My opponent initiated exchange of Queens, which I did not deter from as his was more active.
However, in exchanging Rooks, he allowed his pieces to become passive. This was my priority in the following position.
"Your daughter's tied up in a Brooklyn basement " - Hypnotize by Notorious B.I.G
My number one priority here is to tie up my opponent and not let him become free.
23. Be4 prevents Black from playing Bb7
23. ... f5. White should not play 24. ef Nxf6 after which Black's Knight gains critical squares
24. Bc6 b5 26. Bc7 preventing Nb6
What Ending Should White Aim For?
Critical moment in the game for White, where I spent most of my calculation time. I have improved my pieces to the maximum and restricted my opponent's activity.
By force, I looked at 34. Bxf8 after which Bxb7 is forced since 34. ... Kxf8 35. Nd6 wins the trapped light squared Bishop.
So 34. Bxf8 Bxb7 35.Bxb7 Kxf8 36. Bxa6.
White has won a pawn in an opposite coloured Bishop ending. I had to assess that this is won for White as he can create a second weakness.
Master of the Universe
My entire calculation was based on this move 40. Be2!
The Bishop not only blockades the e-pawn, but controls the Black pawns on the Kingside by cutting g4 and h5.
The idea is borrowed from this famous ending by Botvinnik against Kotov where he used the Bishop to control a key diagaonal.
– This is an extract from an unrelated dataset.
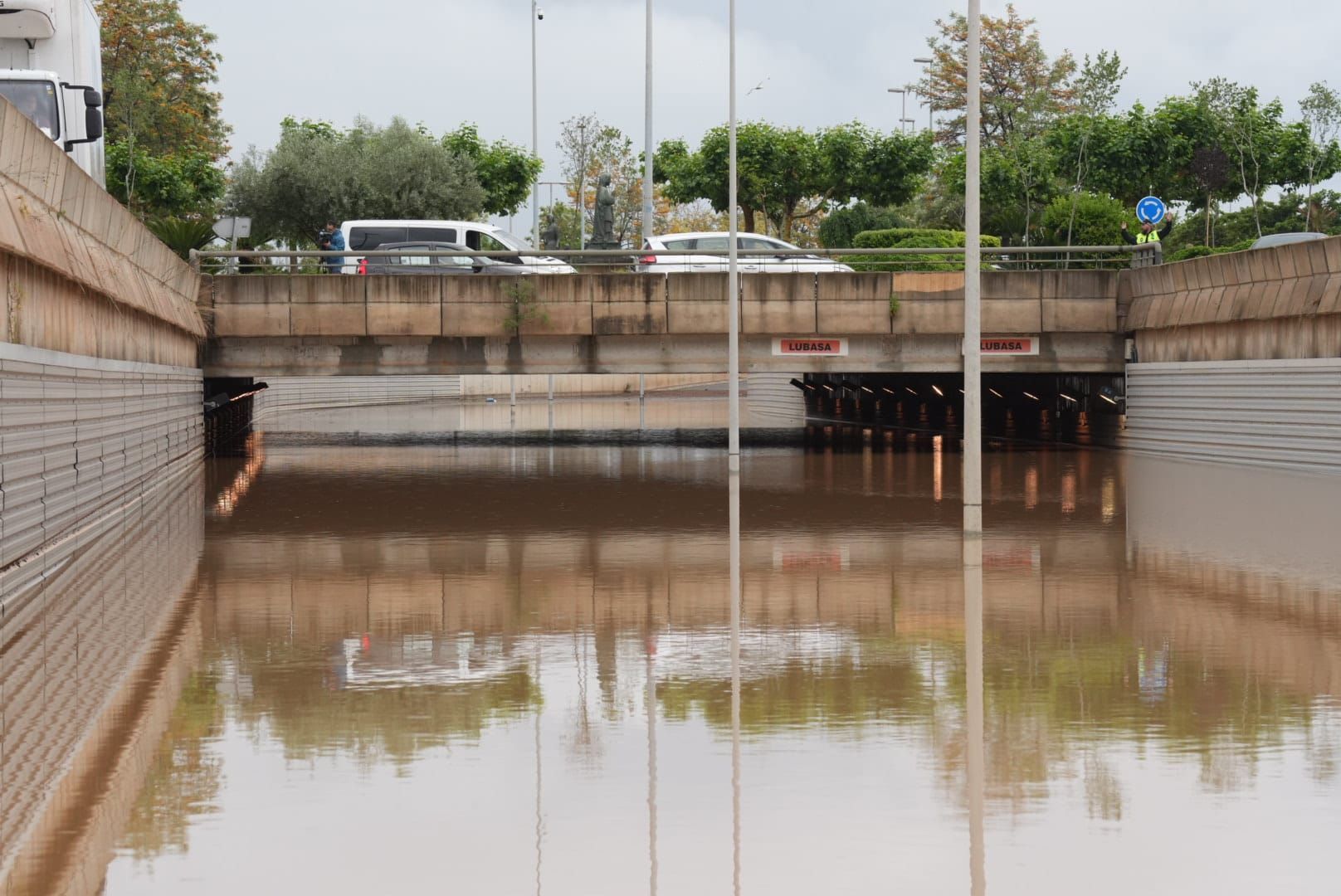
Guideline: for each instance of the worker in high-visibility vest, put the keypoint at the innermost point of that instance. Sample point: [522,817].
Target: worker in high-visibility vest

Principle of Two Weaknesses
Here I exploit the principle of two weaknesses. Black is tied to the threat of the a-pawn advancing.
I can use the undefended e-pawn to gain time to switch my King to the f5 and penetrate to g6.
Black's King must guard against the advance of White e-pawn.
I am happy to exchange off e-pawns, provided i can gain the h-pawn.
White must be careful to exchange off his h-pawn for Black's g-pawn. White must not exchange off his g-pawn for Black's g-pawn, else he will be left with the wrong coloured Bishop pawn.